Tracing these threads across languages and centuries revealed a consistent pattern. In biblical Greek, in Latin, and in pre-modern English, belief had less to do with abstract thought and far more to do with affection, loyalty, and commitment. In the modern world, belief is often imagined as a matter of the mind alone. In the ancient world, it was also a matter of the heart. To believe was to belove. What you believed was what you gave your heart to, what you valued and trusted. This realization overturned my assumptions. It restored a sense of unity between faith and belief, not as two ways of thinking, but as two ways of loving. Understanding this history also softened my view of others. If belief is about where we give our heart, then it is less about catching someone in a wrong idea and more about noticing the direction of their trust. This does not mean ideas are unimportant. What we think shapes how we live. But the more ancient meaning reminds me that love and loyalty are the deeper currents beneath our beliefs.

This reorientation also reshaped how I read Scripture. When Jesus calls people to believe in him, the invitation is not to hold the right mental opinion, but to entrust themselves to him, to follow him. When the early church recited the creeds, they were not simply giving their mental assent the truth of a list of doctrinal statements; they were pledging allegiance to the One whom those statements described. Even the English reformers, for all their theological debates, lived in a linguistic world where belief meant devotion as much as agreement. That changes how I hear those words. It changes how I think about them in the church today, where “belief” is often seen as a set of positions one must first affirm before being considered faithful, where faith is “belief plus.” In the older vision, belief wasn’t the foundation or core of faith, but faith itself. Something lived out. An ongoing act of trust, rooted in love, and expressed in loyalty.

All of this has brought me to a place where I can once again speak of “faith as belief,” but without returning to the narrowness that once bound me. Faith and belief, in their deepest sense, both point toward a relationship of trust and devotion. They are two forms of the same word, two sides of the same coin. The tragedy of the modern shift is not that we have added a propositional dimension to belief, but that we have often reduced it to that alone. We have taken something meant to be lived and cherished and confined it to an intellectual category. The recovery of the older meaning does not erase the value of right thinking. It simply restores belief to its fuller, more life-giving shape, where it makes belief something that can be seen in the way we live, not simply in the thoughts we think.

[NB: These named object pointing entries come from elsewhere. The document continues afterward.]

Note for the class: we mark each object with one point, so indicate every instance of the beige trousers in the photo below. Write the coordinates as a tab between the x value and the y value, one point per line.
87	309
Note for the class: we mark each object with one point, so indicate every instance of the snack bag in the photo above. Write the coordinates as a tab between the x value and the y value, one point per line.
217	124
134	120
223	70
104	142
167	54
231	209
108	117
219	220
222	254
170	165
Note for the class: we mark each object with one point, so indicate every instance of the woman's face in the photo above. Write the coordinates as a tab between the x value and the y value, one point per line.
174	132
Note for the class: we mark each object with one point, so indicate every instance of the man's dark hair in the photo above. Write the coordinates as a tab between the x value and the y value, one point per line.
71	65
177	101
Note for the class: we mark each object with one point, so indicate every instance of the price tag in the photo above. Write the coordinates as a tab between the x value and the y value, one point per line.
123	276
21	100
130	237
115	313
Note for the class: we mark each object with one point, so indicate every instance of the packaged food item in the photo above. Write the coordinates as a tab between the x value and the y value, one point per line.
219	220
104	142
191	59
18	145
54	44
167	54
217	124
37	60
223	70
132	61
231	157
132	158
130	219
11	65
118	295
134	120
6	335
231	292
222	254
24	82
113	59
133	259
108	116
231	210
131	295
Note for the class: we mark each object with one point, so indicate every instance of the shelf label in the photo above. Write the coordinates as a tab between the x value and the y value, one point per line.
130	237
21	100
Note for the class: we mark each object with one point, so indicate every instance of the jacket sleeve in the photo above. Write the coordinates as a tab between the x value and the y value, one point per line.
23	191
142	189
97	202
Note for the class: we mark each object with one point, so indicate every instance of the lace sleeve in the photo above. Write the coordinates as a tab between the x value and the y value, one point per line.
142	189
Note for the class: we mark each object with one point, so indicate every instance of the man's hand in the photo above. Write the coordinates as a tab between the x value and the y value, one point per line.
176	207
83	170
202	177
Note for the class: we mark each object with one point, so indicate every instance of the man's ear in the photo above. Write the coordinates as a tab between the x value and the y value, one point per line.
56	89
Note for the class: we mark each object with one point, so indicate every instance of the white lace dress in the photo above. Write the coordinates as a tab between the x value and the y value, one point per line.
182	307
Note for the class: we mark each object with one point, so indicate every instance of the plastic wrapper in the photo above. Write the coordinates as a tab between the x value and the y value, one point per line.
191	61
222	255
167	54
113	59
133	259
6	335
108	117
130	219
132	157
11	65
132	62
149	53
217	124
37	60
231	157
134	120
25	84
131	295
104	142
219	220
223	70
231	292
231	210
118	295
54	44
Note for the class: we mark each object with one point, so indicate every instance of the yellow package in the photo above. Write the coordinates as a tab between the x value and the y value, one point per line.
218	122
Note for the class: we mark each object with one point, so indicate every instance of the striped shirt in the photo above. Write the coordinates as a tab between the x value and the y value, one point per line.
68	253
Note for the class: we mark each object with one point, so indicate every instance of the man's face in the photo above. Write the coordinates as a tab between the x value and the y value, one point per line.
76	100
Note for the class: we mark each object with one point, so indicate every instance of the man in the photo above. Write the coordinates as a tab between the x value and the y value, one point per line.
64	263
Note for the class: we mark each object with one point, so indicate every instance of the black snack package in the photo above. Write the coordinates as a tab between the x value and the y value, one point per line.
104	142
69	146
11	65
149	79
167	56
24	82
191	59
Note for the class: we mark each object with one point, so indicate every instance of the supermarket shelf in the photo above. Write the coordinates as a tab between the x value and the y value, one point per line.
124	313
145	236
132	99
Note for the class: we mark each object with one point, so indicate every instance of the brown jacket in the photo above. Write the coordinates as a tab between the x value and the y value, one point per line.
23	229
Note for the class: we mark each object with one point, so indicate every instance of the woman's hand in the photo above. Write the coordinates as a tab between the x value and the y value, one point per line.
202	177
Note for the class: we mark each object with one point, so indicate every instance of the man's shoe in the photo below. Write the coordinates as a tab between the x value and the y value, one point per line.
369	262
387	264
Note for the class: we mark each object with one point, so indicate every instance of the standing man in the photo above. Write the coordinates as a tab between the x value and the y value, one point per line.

In the next few posts, I want to push further into the modern, propositional understanding of belief. I want to do this because it still matters. While it has been overemphasized in many contexts, I still believe it has a place in the life of faith. The things we believe in the modern sense – our intellectual convictions – shape our imagination, our ethics, and our communities. They can build trust or break it. They can heal or harm. I also want to share how my own struggles with propositional belief exposed certain fault lines, both in myself and in the way belief is often handled in faith communities. Those fault lines, I think, can help explain why the older meaning of belief as love and loyalty is worth recovering. My hope is that as we explore this together, you will see not only why the modern meaning is incomplete on its own, but also how it can be integrated with the older meaning into something more whole.

Until then, thanks again for reading and – as always – stay curious, seek truth, and love well.